- IBM CEO Ginni Rometty says IBM will become the biggest player in a new cloud computing market that she says will be worth $1 trillion.
- That market is called hybrid computing - the term for the combination of data center and cloud computing infrastructure, which is appealing especially to the largest enterprises.
- She says that the massive $34 billion acquisition of Red Hat will set IBM up for success.
- And she's absolutely right in that all signs point to this being the next big thing in the tech industry.
IBM CEO Ginni Rometty says IBM will become the biggest player in a new cloud computing market that she says will be worth $1 trillion.
Or so Rometty told Maria Bartiromo on "Fox Business Network's Mornings With Maria" in an interview from Davos, Switzerland.

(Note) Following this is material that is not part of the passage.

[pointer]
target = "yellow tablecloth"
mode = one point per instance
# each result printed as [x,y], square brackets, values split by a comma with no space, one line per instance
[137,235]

The market is called hybrid cloud, and Rometty went so far as to call it "Chapter 2" - as in, the next chapter in the rise of cloud computing.
"That's a $1 trillion market, 'Chapter 2.' We will be number one in what the world calls hybrid cloud. That is 'Chapter 2' and we'll be number one," Rometty said.
Hybrid cloud computing is where companies use a combination of cloud computing and their own private data centers and want it all to work together.
Rometty described public cloud - the market that Amazon Web Services dominates, with Microsoft Azure in second place - as "Chapter 1." She says that this market, where developers rent functionally unlimited supercomputing power from large-scale data centers, is the "low-hanging fruit."
"I really believe for most enterprises, 'Chapter 1' was easy things that they moved [into the cloud]. Pretty low-hanging fruit, and if you size it, 20 percent is what's moved to the cloud," she said.
"The other 80 [percent] now becomes not just more complex, it's got a different complexion," she said. Customers are worried about their most important and sensitive data, she says, and want to keep everything on their own servers.
Rometty could be right
Rometty may be right that the hybrid cloud will become the next trillion-dollar market for enterprises. Companies will spend $3.8 trillion on their tech in 2019, Gartner predicts, including their hardware, software, cloud and consulting services.
Companies like IBM, HP, Oracle, Red Hat and Microsoft who grew up selling hardware and/or software before the cloud computing era love that idea. Hybrid computing means that they can continue to sell hardware and software while also selling cloud services. It's the have-your-cake-and-eat-it-too scenario.
She's also right that its going to be the next big thing.
Even mighty Amazon Web Services, which had no traditional hardware or software business, has begun to go after hybrid computing. It has partnered with VMware to help it reach those companies who aren't ready to put everything into the cloud and unplug their data centers.
And in November, Amazon even announced its first-ever hardware device that companies can run in their own data centers to help them do hybrid computing.
Rometty also explained that the pending $34 billion acquisition of Red Hat, expected to close later this year, was done to help IBM capture this new trillion-dollar hybrid market, she said. Red Hat's software, especially its flagship Red Hat
A new vision for IBM
Whether Rometty paid too much or not for Red Hat is a matter of debate, but she couldn't afford to take the risk of IBM being shoved aside in the hybrid computing market.
"Chapter 1," to use Rometty's language, hurt traditional hardware and software companies like IBM. Some didn't survive as standalone companies at all, as seen in Dell's mega-acquisition of EMC.
IBM has spent most of the last seven years watching its annual revenues shrink as its customers bought less software, hardware and consulting services for their own data centers, and opted to use clouds like AWS or Microsoft Azure.
Rometty became CEO in 2012, which means the company has basically been shrinking during entire her reign - although sometimes that reduction was deliberate as she's ditched underperforming business units while turning the venerable company towards new, growth markets instead.
Earlier this week, Rometty finally enjoyed a moment of triumph when the company reported it's first annual revenue growth since 2011.
But, deliberate or not, the shrinking IBM also means she's spent the last seven years talking about painful turnarounds, and reinvention, while also trying to evangelize a new vision for the company.
Her declaration about IBM's position in hybrid computing maybe prescient, or it may be bravado. After all, Microsoft is the acknowledged second-place player in cloud computing after Amazon, and its claim to fame is hybrid computing, too, not to mention the Office 365 cloud productivity suite.
But with a year of growth finally under her belt, she's certainly earned a moment to plant her flag for what's come next.